Results

Overview

A run’s value is in its output: the implementation a model produced, together with the metrics describing how it got there. The Test Cabinet publishes both so that anyone can inspect, clone, and play the result. The final product is released as it is, including any bugs and flaws, rather than being reduced to graphs or a single percentage.

Generated Code

Each published run’s generated implementation must be released as its own public git repository.

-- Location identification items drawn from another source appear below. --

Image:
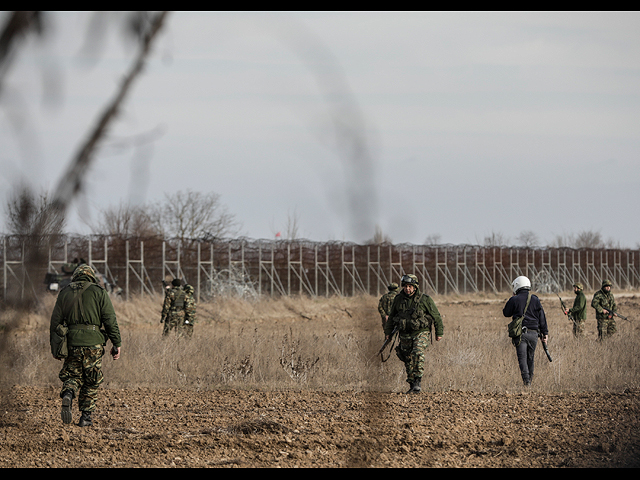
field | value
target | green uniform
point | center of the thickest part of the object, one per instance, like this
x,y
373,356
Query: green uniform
x,y
414,316
189,312
91,322
578,313
384,304
606,322
173,309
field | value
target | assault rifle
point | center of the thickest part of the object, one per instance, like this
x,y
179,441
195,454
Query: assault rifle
x,y
390,338
544,345
616,315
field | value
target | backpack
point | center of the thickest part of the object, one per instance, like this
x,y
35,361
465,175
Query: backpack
x,y
178,302
515,326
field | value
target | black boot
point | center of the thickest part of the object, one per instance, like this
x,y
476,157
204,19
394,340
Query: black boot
x,y
67,401
410,387
85,420
416,386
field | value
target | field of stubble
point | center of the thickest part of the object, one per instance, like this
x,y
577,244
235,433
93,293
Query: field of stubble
x,y
297,383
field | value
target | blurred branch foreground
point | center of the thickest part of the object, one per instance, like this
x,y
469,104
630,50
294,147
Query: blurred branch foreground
x,y
250,268
36,237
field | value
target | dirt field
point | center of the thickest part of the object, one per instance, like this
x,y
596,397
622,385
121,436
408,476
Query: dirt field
x,y
225,427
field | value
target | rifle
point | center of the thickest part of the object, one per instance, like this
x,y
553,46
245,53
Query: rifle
x,y
564,309
544,345
616,315
386,342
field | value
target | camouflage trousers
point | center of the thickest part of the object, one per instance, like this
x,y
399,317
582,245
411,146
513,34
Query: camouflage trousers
x,y
173,321
82,374
410,350
606,327
578,328
185,330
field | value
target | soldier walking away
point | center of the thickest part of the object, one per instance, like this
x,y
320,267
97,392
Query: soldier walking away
x,y
534,323
384,304
578,312
85,309
189,311
173,308
413,314
605,306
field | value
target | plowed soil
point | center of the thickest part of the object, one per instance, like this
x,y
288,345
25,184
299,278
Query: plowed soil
x,y
172,428
139,427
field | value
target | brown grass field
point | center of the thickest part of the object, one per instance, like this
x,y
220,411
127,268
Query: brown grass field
x,y
296,382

Releasing each run as a standalone repository keeps results independent and maps cleanly onto per run hosting and embedding. See Site.
The generated implementation must include a README and any other documentation that a user needs to clone the repository and run it locally. Requiring this documentation is part of every test case.

Run Record

Each published run’s run record must be added to the dataset the site is built from, with its links pointing at the run’s source repository and playable build.

Publishing

Publishing a run must be an explicit operation that takes a finished run and:

Releases its generated code to a public repository.
Makes its playable build available for embedding.
Adds its run record to the site’s dataset.
Includes the run’s review — its writeup and rating.

Publishing must refuse a run that has no review: a run cannot be released without a hand-written writeup and a rating. This keeps every published implementation framed by a human assessment rather than dropped onto the site as raw output.

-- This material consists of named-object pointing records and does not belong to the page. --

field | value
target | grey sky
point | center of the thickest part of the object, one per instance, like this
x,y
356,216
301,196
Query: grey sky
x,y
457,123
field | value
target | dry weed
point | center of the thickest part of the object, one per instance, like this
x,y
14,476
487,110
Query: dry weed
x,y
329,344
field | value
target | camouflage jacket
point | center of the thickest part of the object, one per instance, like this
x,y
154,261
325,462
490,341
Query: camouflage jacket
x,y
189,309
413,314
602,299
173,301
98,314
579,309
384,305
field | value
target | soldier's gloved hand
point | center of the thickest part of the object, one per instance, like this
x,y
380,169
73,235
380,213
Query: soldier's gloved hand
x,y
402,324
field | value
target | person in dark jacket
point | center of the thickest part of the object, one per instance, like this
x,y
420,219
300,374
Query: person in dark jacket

The publish operation must be idempotent and must be usable in batch, so that a sweep producing many runs can be published without manual handling of each one. When publishing a batch, a single run missing its review must stop the batch before anything is released, so a sweep is never left half published.

Reviews

Every published run carries a hand-written review: a short writeup the site shows before the playable build, together with a rating that records the reviewer’s overall assessment.

A review is curatorial — authored separately by a person after playing the finished build, rather than emitted by a run — and it is not part of the run record contract. The rating travels with the writeup (in its frontmatter), not in the record. Publishing makes the review available to the site alongside the run record.

The rating is one of four tiers, assigned by hand:

Flawless — implemented according to spec with no noticeable bugs.
Great — implemented according to spec; may have minor issues so long as they don’t impact playability.
Scuffed — mostly implemented according to spec. Playable, but may deviate from the spec or have bugs that impact playability.
Broken — doesn’t follow the spec, or has bugs severe enough to render the game unplayable.

The rating is a subjective, per-run signal. It is shown alongside a run but is never aggregated or used to rank runs (see Site).